HIV–TB co-infection treatment: Modeling and optimal control theory perspectives

An important question, of whether the initiation of HIV treatment during ongoing TB treatment for HIV–TB co-infected individuals is appropriate, still remains unanswered; initiating HIV treatment at or soon after the start of the TB treatment course has some advantages including fewer HIV-related deaths and a lower risk of HIV transmission as well as some disadvantages including occurrence of Immune Reconstitution Inflammatory Syndrome (IRIS) due to a high pill burden. In this study, we develop a mathematical model to explore the effects of early and late HIV treatment, during the TB treatment course, on new HIV infections, HIV-related deaths, and IRIS cases. Mathematical analyses of our model indicate that co-infection treatment programs alone cannot eradicate the diseases; additional interventions and/or treatments targeting individuals infected with a single disease are necessary for successful disease eradication.
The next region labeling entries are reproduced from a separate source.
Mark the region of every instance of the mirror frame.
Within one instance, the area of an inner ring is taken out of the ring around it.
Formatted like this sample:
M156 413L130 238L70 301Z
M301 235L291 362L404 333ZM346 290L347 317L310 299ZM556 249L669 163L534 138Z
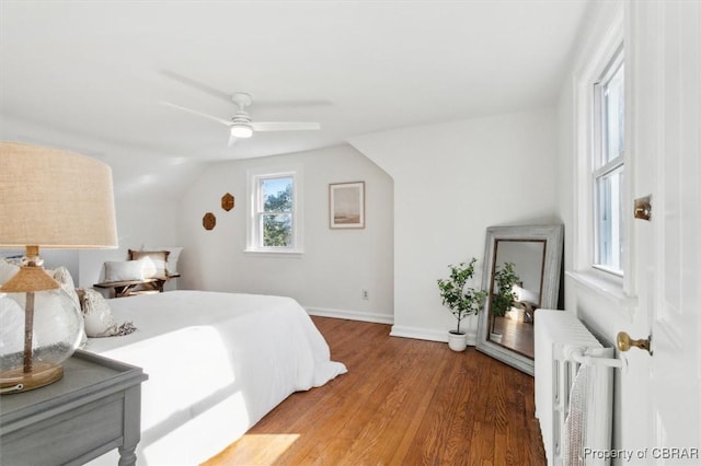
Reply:
M486 242L484 246L484 270L482 272L482 289L491 292L492 273L494 272L494 254L496 242L512 241L544 241L544 260L541 278L541 299L538 308L556 308L560 292L562 251L564 226L551 225L522 225L522 226L490 226L486 229ZM513 368L533 375L533 360L510 350L489 339L491 300L484 302L478 321L478 351L484 352ZM538 313L536 313L536 316ZM536 317L537 318L537 317Z

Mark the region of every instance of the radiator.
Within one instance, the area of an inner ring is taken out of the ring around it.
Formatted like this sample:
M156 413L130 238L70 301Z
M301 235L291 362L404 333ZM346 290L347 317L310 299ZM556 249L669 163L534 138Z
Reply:
M536 417L548 464L608 464L597 452L611 447L612 368L621 361L574 313L538 310L535 325Z

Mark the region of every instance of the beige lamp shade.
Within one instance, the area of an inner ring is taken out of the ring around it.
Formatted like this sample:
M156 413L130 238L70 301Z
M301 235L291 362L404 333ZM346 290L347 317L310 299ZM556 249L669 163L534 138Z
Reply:
M0 247L117 247L112 168L73 152L0 141Z

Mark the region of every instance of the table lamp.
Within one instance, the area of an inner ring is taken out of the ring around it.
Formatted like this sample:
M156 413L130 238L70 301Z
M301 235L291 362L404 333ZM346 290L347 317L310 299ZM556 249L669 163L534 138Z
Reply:
M82 315L42 267L39 248L117 247L108 165L77 153L0 141L0 247L25 248L0 287L0 392L51 384L82 335Z

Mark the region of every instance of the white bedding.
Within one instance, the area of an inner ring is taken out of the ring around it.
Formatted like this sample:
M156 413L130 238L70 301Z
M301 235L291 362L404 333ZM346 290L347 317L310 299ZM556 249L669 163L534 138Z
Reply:
M137 331L88 350L143 369L139 465L216 455L296 391L346 372L292 299L169 291L108 301ZM115 452L91 464L116 464Z

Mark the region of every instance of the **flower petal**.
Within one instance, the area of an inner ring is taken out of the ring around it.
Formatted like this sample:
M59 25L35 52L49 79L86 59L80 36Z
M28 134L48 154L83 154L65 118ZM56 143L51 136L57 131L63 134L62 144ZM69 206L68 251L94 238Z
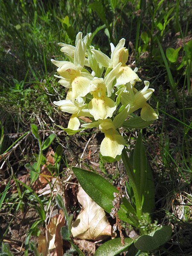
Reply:
M155 111L147 103L145 103L142 108L141 117L145 121L152 121L158 118Z
M68 124L67 128L71 130L78 130L80 125L79 119L76 114L72 115Z
M116 128L120 128L122 127L123 122L128 116L130 108L130 105L128 104L119 114L115 116L113 123Z
M59 109L63 112L74 114L78 112L78 108L70 100L63 99L58 102L53 102L53 104L59 107Z
M121 62L117 64L117 65L107 75L104 79L104 83L105 84L107 87L108 97L111 97L111 96L113 92L113 82L119 72L119 68L121 68Z
M106 54L98 50L92 49L91 52L94 53L96 61L105 67L113 67L113 62L110 58Z
M84 67L86 49L86 45L83 40L79 40L75 51L74 63L81 70Z
M84 97L90 92L90 80L83 76L76 77L72 82L72 99Z
M116 47L113 49L113 45L111 45L111 60L113 62L113 58L114 57L114 55L116 55L116 52L121 48L124 47L125 44L125 38L122 38L120 40L119 40L119 41L117 44Z
M66 53L68 55L74 58L76 47L70 44L64 44L64 45L61 48L61 51L64 53Z
M120 84L125 84L134 80L141 81L136 73L128 66L120 67L116 79L116 86Z
M64 65L64 64L69 63L69 61L55 61L53 59L51 59L51 61L58 67L62 67L63 65Z
M73 80L76 76L80 76L80 71L78 69L73 63L67 61L61 67L57 69L58 73L67 79Z
M70 79L62 78L58 81L58 83L59 83L61 85L64 86L64 87L67 89L69 89L72 87Z
M116 105L112 99L103 96L93 98L89 102L88 108L95 120L98 120L111 117L116 109Z
M126 142L123 137L112 128L105 132L105 138L101 144L100 151L102 156L115 158L121 155Z

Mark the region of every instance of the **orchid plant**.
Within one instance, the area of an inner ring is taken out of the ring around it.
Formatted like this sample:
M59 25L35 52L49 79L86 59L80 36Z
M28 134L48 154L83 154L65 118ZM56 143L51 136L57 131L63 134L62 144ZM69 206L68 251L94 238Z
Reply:
M137 73L137 69L132 70L127 64L128 52L125 47L124 38L121 39L116 47L110 44L110 58L100 50L95 49L91 43L91 33L83 38L82 33L79 32L76 37L75 47L58 44L69 61L51 60L58 67L59 76L55 76L59 79L58 82L68 90L66 99L54 101L53 103L61 111L71 114L67 128L58 126L69 135L94 127L99 128L104 134L100 148L102 160L111 163L122 158L128 179L124 179L122 186L124 190L126 188L128 200L123 196L122 189L118 191L99 175L77 168L73 168L73 171L89 195L112 218L116 218L114 228L119 230L123 247L121 250L125 250L125 246L127 250L134 242L137 251L151 250L149 245L151 244L154 250L169 240L171 236L170 227L166 230L163 227L163 231L159 228L154 232L154 225L151 225L150 214L154 208L154 185L141 133L132 155L128 157L125 148L126 140L119 131L122 127L142 128L158 119L158 111L148 103L154 89L150 88L147 81L144 81L143 89L137 89L136 84L142 81ZM133 114L140 109L140 116ZM91 122L81 125L79 117L82 116L89 117ZM139 229L141 236L137 241L124 238L121 220ZM157 243L154 238L155 236L158 237L157 232L160 236L162 232L167 233L164 239ZM143 236L154 240L148 244L148 247L142 247L143 239L146 238ZM119 249L120 241L118 239L115 239L117 240L113 239L113 244L116 244ZM108 247L106 245L108 242L104 244L105 246L102 249L99 247L96 255L102 255L102 250L105 255L105 247L108 250L112 245L109 244ZM114 250L114 248L111 250ZM118 250L117 253L120 251L122 251Z
M141 80L137 68L133 70L126 65L128 53L124 47L125 39L121 39L116 47L111 44L110 58L90 45L91 36L90 33L82 38L79 32L75 47L58 44L70 61L51 60L58 67L60 76L55 76L60 79L58 82L68 91L66 99L53 103L61 111L72 114L67 128L64 128L68 135L82 130L79 129L79 116L91 118L92 122L81 127L99 127L105 136L101 144L102 155L115 159L121 155L126 144L116 129L122 127L131 113L141 108L140 117L143 121L158 118L157 113L147 103L154 89L149 88L148 81L144 81L142 90L138 91L135 88L136 82Z

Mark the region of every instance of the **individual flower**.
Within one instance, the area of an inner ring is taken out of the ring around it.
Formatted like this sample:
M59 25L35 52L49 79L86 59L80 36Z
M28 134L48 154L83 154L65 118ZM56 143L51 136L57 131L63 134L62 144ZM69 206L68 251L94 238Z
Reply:
M91 82L90 91L93 99L88 108L95 120L111 117L116 109L114 102L106 95L106 87L102 78L96 78Z
M93 78L88 71L82 71L87 48L84 40L81 39L82 33L78 35L79 36L76 38L74 63L51 60L58 67L57 71L60 76L57 77L60 79L59 83L66 88L72 88L73 100L79 96L84 97L90 92L90 81Z
M103 156L116 158L121 155L126 142L116 131L118 128L111 119L99 120L96 122L82 125L85 128L98 127L101 131L105 134L105 138L100 145L100 152Z
M140 81L141 79L137 73L128 66L126 65L128 59L128 49L124 47L125 42L124 38L121 39L115 47L111 43L111 58L107 55L98 50L92 49L91 52L95 55L96 61L103 67L113 68L118 63L121 63L118 74L116 76L116 83L115 86L125 84L131 81Z
M148 81L144 81L144 83L145 87L139 91L133 87L131 83L128 84L126 89L121 93L121 103L125 106L130 105L129 114L139 108L141 108L141 117L142 119L145 121L156 120L158 118L158 115L153 108L146 102L154 90L148 88Z
M77 47L79 41L82 41L83 48L86 47L87 42L87 37L90 38L91 36L91 33L89 33L87 35L82 38L82 34L81 32L79 32L76 36L76 46L73 46L70 44L67 44L64 43L58 43L58 44L59 46L61 47L61 51L64 52L65 55L68 57L70 61L72 63L75 63L76 60L74 59L75 56L75 52L76 47ZM89 67L88 60L87 58L84 59L84 64L85 66Z
M71 130L77 130L79 127L80 123L78 116L92 116L87 108L87 105L84 104L84 99L81 97L78 97L73 102L70 99L63 99L54 101L53 104L58 106L61 111L72 114L67 126Z

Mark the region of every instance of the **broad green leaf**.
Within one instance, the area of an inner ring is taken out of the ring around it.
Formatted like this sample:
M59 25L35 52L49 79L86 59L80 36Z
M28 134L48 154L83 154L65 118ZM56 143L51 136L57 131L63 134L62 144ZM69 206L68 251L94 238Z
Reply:
M46 139L42 145L42 150L44 150L47 148L50 145L53 140L55 137L55 134L50 134L48 138Z
M39 137L39 134L38 133L38 128L35 124L32 124L31 125L31 130L32 133L34 135L35 137L37 140L40 140L40 137Z
M145 44L148 44L149 41L149 38L148 36L148 34L145 32L142 32L141 34L141 38Z
M157 24L157 26L160 31L162 31L163 29L163 24L161 23L161 22L159 22Z
M70 233L68 227L66 226L61 227L61 234L64 240L68 241L70 240Z
M188 46L189 50L191 52L192 52L192 40L190 40L190 41L189 41L189 42L187 43L186 44Z
M55 161L55 166L58 163L59 163L61 159L62 153L63 152L63 148L62 146L61 145L59 145L57 146L55 152L55 153L54 158Z
M26 163L25 166L26 168L29 169L30 171L30 177L32 183L34 182L37 179L40 173L40 167L38 170L37 170L37 162L35 162L34 163L32 166L29 163Z
M144 121L140 116L136 116L124 122L122 127L124 128L142 129L148 126L153 122L153 121Z
M55 125L61 129L63 131L64 131L67 132L68 135L73 135L77 133L79 131L83 131L84 129L79 129L79 130L72 130L72 129L70 129L69 128L64 128L61 125Z
M134 242L135 247L142 251L151 251L158 249L171 238L172 229L170 226L164 226L155 231L153 235L143 235Z
M178 58L178 54L181 47L180 47L176 50L172 48L168 48L166 49L166 57L170 62L176 62Z
M120 238L115 238L103 244L96 250L95 256L115 256L120 253L127 251L134 240L125 238L125 245L122 245Z
M108 180L96 173L76 167L72 169L85 192L97 204L110 213L113 207L113 193L118 193L119 191ZM122 203L118 211L120 219L137 227L138 222L134 217L136 216L134 208L125 198L123 198Z
M145 190L147 183L147 157L140 133L136 141L133 154L133 167L137 187L142 201L145 199ZM154 195L153 195L154 196ZM140 206L142 207L142 206Z

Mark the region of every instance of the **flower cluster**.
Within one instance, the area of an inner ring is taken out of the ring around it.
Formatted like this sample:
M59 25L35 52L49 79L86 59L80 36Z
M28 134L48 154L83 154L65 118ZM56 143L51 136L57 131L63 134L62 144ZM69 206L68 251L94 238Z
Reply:
M125 40L121 39L116 47L111 44L111 58L95 49L90 44L91 34L76 37L76 46L59 43L61 50L69 61L51 60L57 67L58 82L68 89L66 99L53 103L61 111L72 114L67 128L69 135L79 131L79 116L89 117L91 122L81 125L83 129L99 127L105 134L100 151L103 156L116 158L121 155L126 142L118 131L129 115L141 108L145 121L154 120L157 114L147 103L153 89L149 82L138 91L136 82L141 80L126 65L128 50Z

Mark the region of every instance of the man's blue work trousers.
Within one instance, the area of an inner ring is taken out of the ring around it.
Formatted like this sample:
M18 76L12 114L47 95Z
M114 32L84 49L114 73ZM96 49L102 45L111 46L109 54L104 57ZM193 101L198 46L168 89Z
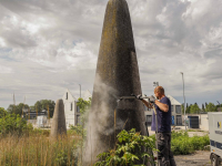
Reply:
M157 133L158 135L158 160L160 166L176 166L171 152L171 133Z

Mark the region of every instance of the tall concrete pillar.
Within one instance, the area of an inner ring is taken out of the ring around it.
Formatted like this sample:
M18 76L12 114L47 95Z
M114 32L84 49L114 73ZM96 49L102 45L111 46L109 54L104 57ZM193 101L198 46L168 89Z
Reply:
M142 94L130 13L125 0L109 0L88 123L88 164L94 163L98 154L114 148L120 131L147 133L141 101L124 100L117 108L117 100L132 93Z
M54 107L50 137L58 137L67 134L64 104L62 100L58 100Z

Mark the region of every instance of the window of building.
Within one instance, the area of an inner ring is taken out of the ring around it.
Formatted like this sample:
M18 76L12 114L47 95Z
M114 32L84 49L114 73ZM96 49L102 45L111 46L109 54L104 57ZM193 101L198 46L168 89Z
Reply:
M173 112L174 110L173 110L173 105L171 105L171 112Z
M152 123L152 115L147 115L145 116L145 125L151 126L151 123Z
M182 125L182 117L181 117L181 115L176 115L176 125Z
M148 107L143 104L144 111L148 111Z
M181 114L181 106L180 105L175 105L175 113Z

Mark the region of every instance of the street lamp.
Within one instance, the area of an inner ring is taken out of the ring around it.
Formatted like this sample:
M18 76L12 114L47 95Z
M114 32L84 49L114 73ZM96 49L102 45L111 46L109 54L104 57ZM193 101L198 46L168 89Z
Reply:
M185 95L184 95L184 80L183 80L183 72L181 72L182 74L182 81L183 81L183 104L184 104L184 124L185 124L185 132L186 132L186 122L185 122Z
M80 98L81 98L81 84L79 84L80 85Z

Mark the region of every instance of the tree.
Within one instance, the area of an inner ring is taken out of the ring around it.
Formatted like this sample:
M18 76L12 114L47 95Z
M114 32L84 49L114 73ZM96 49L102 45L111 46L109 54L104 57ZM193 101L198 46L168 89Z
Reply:
M216 106L213 103L209 103L205 107L206 112L216 112Z
M190 113L191 114L198 114L200 112L200 107L198 106L198 104L193 104L190 108Z
M191 104L191 105L189 105L189 106L186 107L186 111L185 111L185 113L188 113L188 114L190 114L190 113L191 113L191 106L192 106L192 104Z
M50 114L50 117L52 117L54 113L54 106L56 106L54 101L41 100L41 101L37 101L34 106L31 106L31 108L32 111L41 112L42 110L48 111L48 107L49 107L49 114Z

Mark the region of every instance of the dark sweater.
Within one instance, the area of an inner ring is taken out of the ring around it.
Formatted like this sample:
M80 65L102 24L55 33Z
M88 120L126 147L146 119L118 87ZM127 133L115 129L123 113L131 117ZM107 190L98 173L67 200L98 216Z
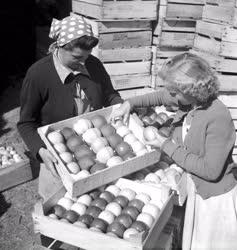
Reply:
M158 91L129 100L134 106L178 105L168 91ZM178 105L180 108L180 105ZM172 139L162 150L191 173L197 193L206 199L230 191L237 183L231 169L235 127L229 110L218 99L192 113L191 127L183 142L182 123L187 112L181 107L174 118Z
M89 56L85 64L91 79L81 76L80 86L96 109L121 103L103 64ZM21 96L18 130L31 153L37 157L45 147L37 128L76 116L71 84L63 84L49 55L33 64L24 79Z

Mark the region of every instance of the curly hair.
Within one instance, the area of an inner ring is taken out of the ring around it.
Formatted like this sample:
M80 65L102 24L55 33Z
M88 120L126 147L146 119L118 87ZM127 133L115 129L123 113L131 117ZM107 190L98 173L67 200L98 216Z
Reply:
M158 73L168 90L180 91L205 104L215 99L219 81L211 66L201 57L183 53L165 63Z

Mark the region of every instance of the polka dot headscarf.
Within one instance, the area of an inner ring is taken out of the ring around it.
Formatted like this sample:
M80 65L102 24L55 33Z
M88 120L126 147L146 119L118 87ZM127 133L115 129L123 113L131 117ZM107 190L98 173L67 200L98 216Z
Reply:
M49 37L56 40L57 47L85 35L93 36L93 32L91 25L82 16L68 16L61 21L53 19L49 32Z

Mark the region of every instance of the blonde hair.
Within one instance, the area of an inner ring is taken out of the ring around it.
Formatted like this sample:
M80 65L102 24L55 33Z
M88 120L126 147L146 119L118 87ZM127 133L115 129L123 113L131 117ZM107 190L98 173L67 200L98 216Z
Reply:
M211 66L203 58L191 53L173 57L158 75L168 89L178 90L204 104L217 97L219 81Z

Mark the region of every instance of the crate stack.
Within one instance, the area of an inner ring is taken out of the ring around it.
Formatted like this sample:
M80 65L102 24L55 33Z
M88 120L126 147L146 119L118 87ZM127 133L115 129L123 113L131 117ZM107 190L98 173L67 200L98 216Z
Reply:
M218 72L220 99L229 108L237 129L237 1L207 0L197 21L192 53L205 58ZM237 141L233 151L237 161Z
M154 23L152 86L162 85L157 72L165 60L193 46L196 21L202 18L205 0L161 0Z
M151 85L152 20L157 19L157 8L158 0L72 0L73 14L92 24L99 38L93 53L123 98L144 93Z

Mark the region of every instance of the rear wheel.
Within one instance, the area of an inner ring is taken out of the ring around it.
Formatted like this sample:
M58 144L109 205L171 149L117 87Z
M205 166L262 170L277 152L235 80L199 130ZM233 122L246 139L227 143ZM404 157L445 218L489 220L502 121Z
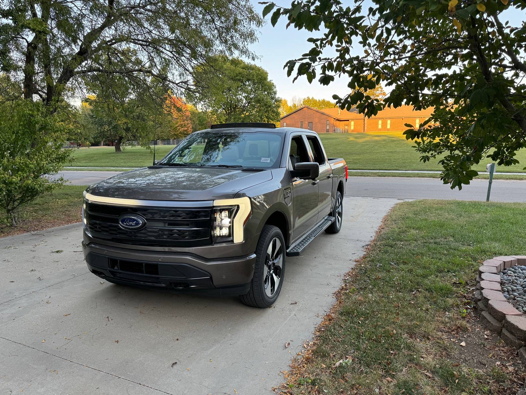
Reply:
M279 228L263 226L256 248L254 276L241 301L252 307L269 307L278 299L285 274L285 241Z
M335 218L334 222L325 230L328 233L337 233L341 229L343 219L343 199L339 191L336 191L336 199L331 214Z

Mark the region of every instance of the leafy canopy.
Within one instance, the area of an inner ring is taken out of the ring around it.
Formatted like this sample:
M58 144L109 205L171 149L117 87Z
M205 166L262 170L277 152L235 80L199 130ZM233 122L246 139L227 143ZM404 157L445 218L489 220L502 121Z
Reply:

Numerical computations of the model solution demonstrate that outcomes of the treatment programs aiming to reduce the total burden of this co-infection depend highly on both the strength and initiation timing of antiretroviral therapy (ART). Based on our model, we also formulate an optimal control problem and solve it using Pontryagin’s Maximum Principle and an efficient numerical iterative method. Our numerical results of an optimal HIV–TB treatment protocol that yields a minimum burden from this co-infection indicates that each of the new HIV infections, HIV-related deaths and IRIS cases is important for achieving optimal benefits from the co-infection treatment programs.